The forecast for the GBP to THB exchange rate remains cautious as the British pound (GBP) continues to be impacted by negative sentiment surrounding the UK’s economic outlook. Analysts predict a mere 1% growth for the UK economy in 2026, driven by rising unemployment and weakened consumer sentiment. This has resulted in the pound trading near 14-day lows at approximately 42.31 THB, which is about 1.6% below its three-month average of 43.04 THB. The currency has been relatively stable in a 4.2% range from 42.26 to 44.04 THB.
Investor sentiment is further strained ahead of the upcoming UK budget meeting on November 26, where concerns over possible tax hikes and interest rate cuts are prominent. As a result, the pound is experiencing bearish outlooks, with speculations that the Bank of England (BoE) may reduce interest rates soon, exacerbating depreciation against both the US dollar and the euro in recent weeks.
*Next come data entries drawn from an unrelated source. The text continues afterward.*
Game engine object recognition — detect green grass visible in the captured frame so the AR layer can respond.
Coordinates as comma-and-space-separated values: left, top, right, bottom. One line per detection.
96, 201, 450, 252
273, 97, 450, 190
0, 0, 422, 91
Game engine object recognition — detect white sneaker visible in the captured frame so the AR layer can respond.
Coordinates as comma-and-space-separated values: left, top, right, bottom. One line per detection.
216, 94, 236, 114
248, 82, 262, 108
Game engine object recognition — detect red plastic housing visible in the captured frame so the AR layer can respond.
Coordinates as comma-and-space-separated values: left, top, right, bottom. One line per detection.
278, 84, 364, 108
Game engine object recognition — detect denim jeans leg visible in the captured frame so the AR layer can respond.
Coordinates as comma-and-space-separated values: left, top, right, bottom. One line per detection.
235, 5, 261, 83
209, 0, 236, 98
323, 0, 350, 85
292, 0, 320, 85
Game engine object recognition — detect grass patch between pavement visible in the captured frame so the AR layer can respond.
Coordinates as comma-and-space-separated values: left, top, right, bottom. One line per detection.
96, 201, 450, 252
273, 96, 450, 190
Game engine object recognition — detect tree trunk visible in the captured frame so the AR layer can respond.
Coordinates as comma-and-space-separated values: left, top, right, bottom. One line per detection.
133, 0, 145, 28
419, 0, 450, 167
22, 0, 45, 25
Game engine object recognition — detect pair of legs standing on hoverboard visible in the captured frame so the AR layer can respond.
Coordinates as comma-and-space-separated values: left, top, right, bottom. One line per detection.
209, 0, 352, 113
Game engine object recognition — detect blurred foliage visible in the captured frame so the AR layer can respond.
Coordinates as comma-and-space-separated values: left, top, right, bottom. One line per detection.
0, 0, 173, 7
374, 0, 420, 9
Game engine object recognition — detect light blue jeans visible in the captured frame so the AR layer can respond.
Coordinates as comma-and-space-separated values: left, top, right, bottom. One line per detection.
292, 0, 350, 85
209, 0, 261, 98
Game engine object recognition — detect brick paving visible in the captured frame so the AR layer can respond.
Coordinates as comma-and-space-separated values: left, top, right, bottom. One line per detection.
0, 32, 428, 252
Meanwhile, the Thai baht (THB) faces its own strengths and challenges. The government and Bank of Thailand (BoT) have taken measures to manage the baht's appreciation, which hit its highest levels in four years. This includes intervention to mitigate the impacts on export and tourism sectors, as the strong baht makes Thai goods less competitive internationally.
Moreover, fluctuations in oil prices may indirectly affect the THB. Currently, oil is trading at 62.45 USD, which is 3.6% below its three-month average. Given Thailand's significant export reliance on oil, any movement in oil prices could have further implications on exchange rates.
Overall, the forecast for the GBP-THB pair indicates a challenging environment for the pound, driven by economic concerns and tensions around UK fiscal policy, while the baht's stability remains precarious amid market interventions and global economic conditions. It may be prudent for those engaged in international transactions to monitor these developments closely as market conditions evolve.